South By Southwest (SxSW) is held in Austin. More a continuous music industry party than anything else, the annual event ostensibly showcases new or emerging acts. Of course, to get invited to SxSW a band already has to have a reputation. Enter the Belton, TX, group Flyleaf. Their aggressive Rock, laced with acidic lyrics, made a lot of noise in their home state. Now it was time to move to the next level, and it worked perfectly. Their SxSW appearance earned them a contract with Octone Records.
An ending is often nothing more than a disguised beginning. Guitarists Bhattacharya and Hartmann watched their group dissolve and wondered what to do next. Meanwhile, Mosley, one of six children in a single parent household who spent her childhood moving from apartment to apartment when the rent was unpaid, shared her songs with Culpepper. Those songs drew on Mosley's prior addiction to drugs and alcohol that led, not coincidently, to serious bouts of depression. The two began working together eventually recruiting Bhattacharya and Hartmann. Seals completed the line-up. And just to help Mosley along, the entire band committed to sobriety.
A self-titled EP, produced by Rick Parasher (Pearl Jam) and Brad Cook, arrived in '05. Later in the year, a full-length album (also self-titled) hit with "Cassie" and "Breathe Today."
Mosley married Joshua Sturm, the guitarist for Kairos, in '08 - taking his name.
"Memento Mori," Flyleaf's first album in four years, arrived in '09. "We were able to figure out who were as a band and see a lot of the world and the U.S. a couple times over," said Seals.
The title is a Latin phrase meaning 'remember you will die'. It's used to remind people of their own mortality and the punishment they will receive if they transgress the rules of their religion. The track "Set Apart This Dream" was inspired by the Christian self-help book Wild At Heart. Written by John Eldredge it "gives women a look inside the true heart of a man and gives men permission to be what God designed them to be---dangerous, passionate, alive, and free."
Prior to the album's release Flyleaf embarked on a brief acoustic tour of Afghanistan entertaining U.S. troops.
"Again" was released as a single/video and the video for another track, set opener, "Beautiful Bride," were issued prior "Memento Mori's" release. The album debuted at #8 on the Billboard 200, while "Again" hit #12 on the Rock chart, #3 on the Alternative chart and #14 on the Hot Mainstream Rock chart. "Again" was also released as downloadable content for the Rock Band video game.
Flyleaf's third full-length studio album, "New Horizons," was released in '12. The set dropped just a week after the announcement of Sturm's departure. A combination of motherhood and a desire to refocus her life drove Sturm's decision. Kristen May handled vocals for the supporting tour.
The title track was the lead single.
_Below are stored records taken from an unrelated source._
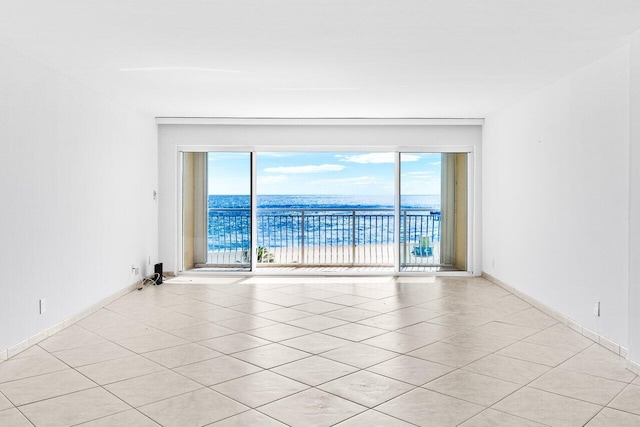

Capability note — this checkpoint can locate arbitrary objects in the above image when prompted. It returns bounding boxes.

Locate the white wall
[158,120,482,274]
[483,46,629,346]
[0,45,157,351]
[629,32,640,364]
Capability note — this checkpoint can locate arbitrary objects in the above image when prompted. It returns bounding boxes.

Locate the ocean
[207,195,440,251]
[209,194,440,212]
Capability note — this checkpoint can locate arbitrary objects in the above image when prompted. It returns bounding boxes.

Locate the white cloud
[264,164,344,173]
[402,171,435,177]
[336,153,420,164]
[259,175,289,185]
[311,176,385,186]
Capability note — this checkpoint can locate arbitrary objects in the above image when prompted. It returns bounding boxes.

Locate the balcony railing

Seals called it one of the band's best songs to date adding that it had "a feeling of looking toward the unknown future with hope."
The second single, "Calling You Out," was one of the first tracks recorded for "New Horizons." "The stomping opening verse evolved over time into this aggressive but very calculated track that closes with Sameer (Bhattacharya) using chaotic guitar sounds to sort of burn it to the ground - engages you all the way through," explained Seals.
Flyleaf used PledgeMusic.com to fund "Between The Stars." Produced by Don Gilmore, the set featured the track "Set Me On Fire," and was the band's first release on Loud & Proud Records.
The following year, May launched her own PledgeMusic campaign to finance her '15 solo album, "Conversations." "Making this album has been a dream of mine for a while and I'm so happy to finally make it a reality," stated May. On the heels of that effort, Sturm, rolled out her debut solo album, "Life Screams."
May's solo worked signaled a major change. In a '16 video on her Facebook page, May announced that she had left the band. Among other issues, she expressed a desire to spend more time with her son, rather than being on the road.
2009 Memento Mori
2012 New Horizons
2014 Between The Stars
There once was a time that being a Christian Rock band was the kiss of death when it came to mainstream acceptance. Rock is about rebellion while Christianity revolves around acceptance. They're not mutually exclusive; it's just that one makes the other a little more difficult. Over time, Christian leaning groups developed a way of getting their message across without being blatant about it. For the most part, it worked well. Still, there are those who are quick to brew a controversy over whether a band is "Christian" or not. That sidebar has accompanied Flyleaf.
What makes Flyleaf interesting is their tough, theatrical sound (a combination of Mosley/Strum's passion and pain and having two guitarists) but they are also very appealing when they go lean and fast.